Figure 1: Conceptual Value Filtering Architecture
Beginning at the bottom of Figure 1, a metadata extraction module searches the collection(s) of interest for value information. In our Google example, the extraction consists of the crawler collecting the Web's link structure. Other kinds of metadata include information about the 'genres' of documents in the collection, special indexes, etc. This metadata is stored in the collection metadata on the left. Further up in Figure 1 we see an access accounting module which feeds access statistics to the judgment metadata store. In situations where user access to the collection can be observed, these statistics can provide important value information. The accounting module can derive user profiles, and popularity measures by observing where users search. One way to collect access information is to provide a service to users that is combined with the access module, and is valuable enough that users want to access the collection through that service. For example, Alexa has experimented with providing users real-time indicators of link popularity on each page they browse. For each page, the user gets an indication of how popular each of the page's outgoing links has been in the past, when other users visited the same page. In order to enjoy this service, users must browse the Web under the auspices of an Alexa software module. In addition to providing the service, that module also collects access information.

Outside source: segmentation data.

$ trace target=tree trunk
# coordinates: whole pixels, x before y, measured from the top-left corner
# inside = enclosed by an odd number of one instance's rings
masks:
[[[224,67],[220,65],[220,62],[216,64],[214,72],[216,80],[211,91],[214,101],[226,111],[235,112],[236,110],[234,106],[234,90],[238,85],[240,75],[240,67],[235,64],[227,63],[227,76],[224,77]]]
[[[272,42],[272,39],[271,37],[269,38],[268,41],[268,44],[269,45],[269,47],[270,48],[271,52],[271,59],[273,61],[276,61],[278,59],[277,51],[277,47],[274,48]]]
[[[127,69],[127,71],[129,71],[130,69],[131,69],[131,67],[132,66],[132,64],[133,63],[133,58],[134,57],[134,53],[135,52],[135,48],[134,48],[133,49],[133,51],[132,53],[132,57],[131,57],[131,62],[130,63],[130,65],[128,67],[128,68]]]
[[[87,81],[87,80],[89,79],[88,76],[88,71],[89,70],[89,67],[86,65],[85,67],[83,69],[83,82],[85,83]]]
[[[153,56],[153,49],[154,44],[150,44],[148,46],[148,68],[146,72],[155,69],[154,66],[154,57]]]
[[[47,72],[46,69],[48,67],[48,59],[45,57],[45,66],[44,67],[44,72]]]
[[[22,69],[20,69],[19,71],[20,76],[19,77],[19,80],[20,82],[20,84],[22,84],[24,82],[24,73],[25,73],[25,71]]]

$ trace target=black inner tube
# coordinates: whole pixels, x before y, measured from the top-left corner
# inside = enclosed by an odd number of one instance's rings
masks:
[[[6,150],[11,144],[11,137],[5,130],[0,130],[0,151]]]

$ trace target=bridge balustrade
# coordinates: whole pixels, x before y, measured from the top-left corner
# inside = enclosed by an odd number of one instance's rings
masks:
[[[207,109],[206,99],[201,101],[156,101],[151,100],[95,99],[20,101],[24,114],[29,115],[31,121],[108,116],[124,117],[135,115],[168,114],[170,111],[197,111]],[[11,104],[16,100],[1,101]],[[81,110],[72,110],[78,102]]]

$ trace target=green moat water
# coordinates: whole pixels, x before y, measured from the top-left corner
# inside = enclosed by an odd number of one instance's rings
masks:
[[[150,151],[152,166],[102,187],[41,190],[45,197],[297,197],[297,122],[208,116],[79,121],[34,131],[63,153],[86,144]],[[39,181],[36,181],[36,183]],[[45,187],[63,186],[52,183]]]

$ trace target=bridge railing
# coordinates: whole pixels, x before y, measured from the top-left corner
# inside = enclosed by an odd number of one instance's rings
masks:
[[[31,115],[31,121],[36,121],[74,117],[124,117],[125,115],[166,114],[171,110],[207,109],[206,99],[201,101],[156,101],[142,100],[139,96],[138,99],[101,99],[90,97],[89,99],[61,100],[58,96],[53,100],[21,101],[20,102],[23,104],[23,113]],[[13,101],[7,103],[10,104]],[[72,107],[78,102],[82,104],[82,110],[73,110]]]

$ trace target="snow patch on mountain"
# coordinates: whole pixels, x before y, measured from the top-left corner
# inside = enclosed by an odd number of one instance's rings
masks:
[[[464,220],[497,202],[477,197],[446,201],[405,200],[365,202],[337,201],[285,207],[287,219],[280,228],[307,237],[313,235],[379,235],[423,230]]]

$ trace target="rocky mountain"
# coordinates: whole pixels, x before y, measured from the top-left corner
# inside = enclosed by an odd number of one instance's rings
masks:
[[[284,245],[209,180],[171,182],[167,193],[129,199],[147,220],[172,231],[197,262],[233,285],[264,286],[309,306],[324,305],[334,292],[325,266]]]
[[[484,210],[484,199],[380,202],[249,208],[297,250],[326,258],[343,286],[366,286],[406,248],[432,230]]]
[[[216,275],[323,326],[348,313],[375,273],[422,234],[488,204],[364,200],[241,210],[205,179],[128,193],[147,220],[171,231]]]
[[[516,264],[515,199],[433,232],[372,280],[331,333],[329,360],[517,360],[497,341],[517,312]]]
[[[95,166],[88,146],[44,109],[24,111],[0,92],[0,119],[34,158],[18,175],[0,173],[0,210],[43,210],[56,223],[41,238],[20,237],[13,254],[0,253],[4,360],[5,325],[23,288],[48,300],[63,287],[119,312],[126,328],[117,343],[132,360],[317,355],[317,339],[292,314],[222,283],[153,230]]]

Along similar lines, the Stanford Value Filtering project plans a service that allows users to annotate Web pages, without needing to physically modify those pages. The annotations might be reminders users leave for themselves, or they might be directed at colleagues who are known to be scanning the same information space. The annotations themselves can be useful value information, as are the collected access paths.
Completing the tour of Figure 1, we see the two user modules at the top. The left oval represents the output module that displays information to the end user. It includes provisions for ranking the output, for filtering, and for generating specialized views. The oval on the right represents user input. This input includes the act of browsing itself, as well as active control of the system's filters, and the ability to provide feedback by voting or other means.
In support for its value filtering efforts, the project has been constructing a value filtering testbed. It includes a set of smart crawlers, a very large database of Web pages, an indexing engine, and the ability to disseminate the stored Web pages very quickly to clients on the Internet. The testbed's architecture is shown in Figure 2.
Figure 2: Architecture of Value Filtering Testbed
The clients at the top of Figure 2 are browsers and search interfaces for exploring the repository of Web pages that were amassed by the crawlers. Retrieval indexes aid in searching. The feature repository stores value or other intelligence information about pages in the repository. This intelligence is itself searchable, or it may be used for filtering information that flows up to the browser clients. The multicast engine enables us to 'pump' all of the crawled pages across the Internet to clients gathering value information or other intelligence about the pages (bottom of Figure 2). This multicasting engine enables these clients to perform their tasks without needing to go through the slow and error-prone process of crawling. The value information gathered by the clients can be fed back to the feature repository for storage. The testbed thus enables the collaborative collection of value information at a large scale.
Value-based information filtering is a key capability, without which search facilities for Web-sized repositories will collapse. The Stanford Value Filtering project is researching the collection and use of value information at a scale of millions of pages. First experiments, such as Google, have shown that value filtering techniques can be highly effective in finding truly relevant information.